While she spends a great deal of time bringing awareness to this social issue, it is not Urooba’s only passion. She has several STEAM related activities including independent research with the Partners for the Future Program at Cold Spring Harbor Laboratory. Urooba had also spent a summer at Hofstra University’s Summer Research Program, working alongside a psychology professor on how to program codes for the Arduino Uno microcontroller while creating a physiotherapy glove for low income patients. She is the president of the Environmental Club and captain of the Envirothon team where they won 3rd place at the 2016 Regional Competition and 1st place in Oral Presentation. Through her leadership, Urooba’s teams were successful, focused and driven. She is also a member of the Mathletes and was a Silver Pin awardee.
Urooba is always looking to help those in need. She is the definition of altruistic and involves herself in activities that will benefit others. She is a peer tutor, a mentor to the ENL students, founded the Art Auction fundraiser, organized a volleyball tournament, and a coffee house night to raise money for Girls Education! She has received numerous accolades including the Student Leadership award for the Holocaust Memorial Center and several from the Board of Education.
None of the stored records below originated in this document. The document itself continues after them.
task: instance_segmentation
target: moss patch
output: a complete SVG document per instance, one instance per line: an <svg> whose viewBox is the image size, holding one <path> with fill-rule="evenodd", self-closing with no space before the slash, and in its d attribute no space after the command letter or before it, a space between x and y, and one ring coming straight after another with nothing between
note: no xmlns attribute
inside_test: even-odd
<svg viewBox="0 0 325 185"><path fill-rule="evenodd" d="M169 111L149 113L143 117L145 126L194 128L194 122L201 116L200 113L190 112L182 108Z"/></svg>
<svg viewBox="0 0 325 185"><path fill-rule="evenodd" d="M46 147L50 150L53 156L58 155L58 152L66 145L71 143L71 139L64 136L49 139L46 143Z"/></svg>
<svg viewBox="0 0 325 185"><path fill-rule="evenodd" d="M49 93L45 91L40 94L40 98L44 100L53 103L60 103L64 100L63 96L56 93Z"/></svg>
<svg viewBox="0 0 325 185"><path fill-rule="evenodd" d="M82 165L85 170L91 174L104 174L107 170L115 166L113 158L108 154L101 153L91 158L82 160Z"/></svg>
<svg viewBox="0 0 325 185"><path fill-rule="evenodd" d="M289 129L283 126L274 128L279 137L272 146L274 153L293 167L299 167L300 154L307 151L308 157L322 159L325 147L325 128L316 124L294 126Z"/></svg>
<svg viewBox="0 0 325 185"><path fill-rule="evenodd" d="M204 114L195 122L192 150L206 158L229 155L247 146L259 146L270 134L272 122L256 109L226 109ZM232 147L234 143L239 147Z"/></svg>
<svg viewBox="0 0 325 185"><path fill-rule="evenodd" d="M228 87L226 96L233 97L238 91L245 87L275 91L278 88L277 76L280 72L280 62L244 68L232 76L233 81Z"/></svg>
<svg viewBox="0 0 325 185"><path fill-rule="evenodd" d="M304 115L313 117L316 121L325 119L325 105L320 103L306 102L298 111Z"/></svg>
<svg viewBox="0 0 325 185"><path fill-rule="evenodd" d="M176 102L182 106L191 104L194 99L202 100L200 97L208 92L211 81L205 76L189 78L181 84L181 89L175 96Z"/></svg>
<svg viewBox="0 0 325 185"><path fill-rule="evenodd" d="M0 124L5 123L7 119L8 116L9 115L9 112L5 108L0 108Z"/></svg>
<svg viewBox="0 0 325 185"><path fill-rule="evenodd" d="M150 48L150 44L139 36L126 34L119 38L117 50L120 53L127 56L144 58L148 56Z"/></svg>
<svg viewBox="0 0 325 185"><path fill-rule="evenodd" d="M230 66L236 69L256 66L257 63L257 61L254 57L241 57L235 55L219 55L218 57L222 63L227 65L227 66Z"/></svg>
He felt the whips graze his back -- feeling a pain so agonizing but so frequent that it lost all power to hurt him. He whimpered silently, gazing up at the stars, waiting for the torture to end. Time has passed, and his pain is different now. It has moved from lashes on his back to scrapes on his wrist. The weapon of a whip is replaced with cuffs. But in the end he is still locked up -- left without freedom. Many people believe that slavery was abolished in America. Those people are mistaken. Slavery was never abolished; it was simply given a new name -- incarceration. Today, in the United States, African Americans are imprisoned at nearly six times the rate of whites -- an issue too often ignored by mainstream media. My piece, "Slaves to the System," acts as a form of acknowledgement to the issue of mass incarceration. Using watercolor, I painted a man in a "mug shot" position. However, instead of holding his name, he is holding a sign of resistance -- which is also the name of the piece. The upfront nature of the piece is purposeful, as it reveals the message clearly. I am hoping that the viewers of my piece realize the reality of this issue, and that they take action -- as I have tried to do in my own community. As president of my school's Ambassadors' Club, I have made it a priority to ignite the discussion of mass incarceration along with issues such as police brutality and racism. The reaction I have witnessed from members of my club inspired me to continue raising awareness. Using both my voice and art, I hope to spark conversation and initiate rhetoric for change.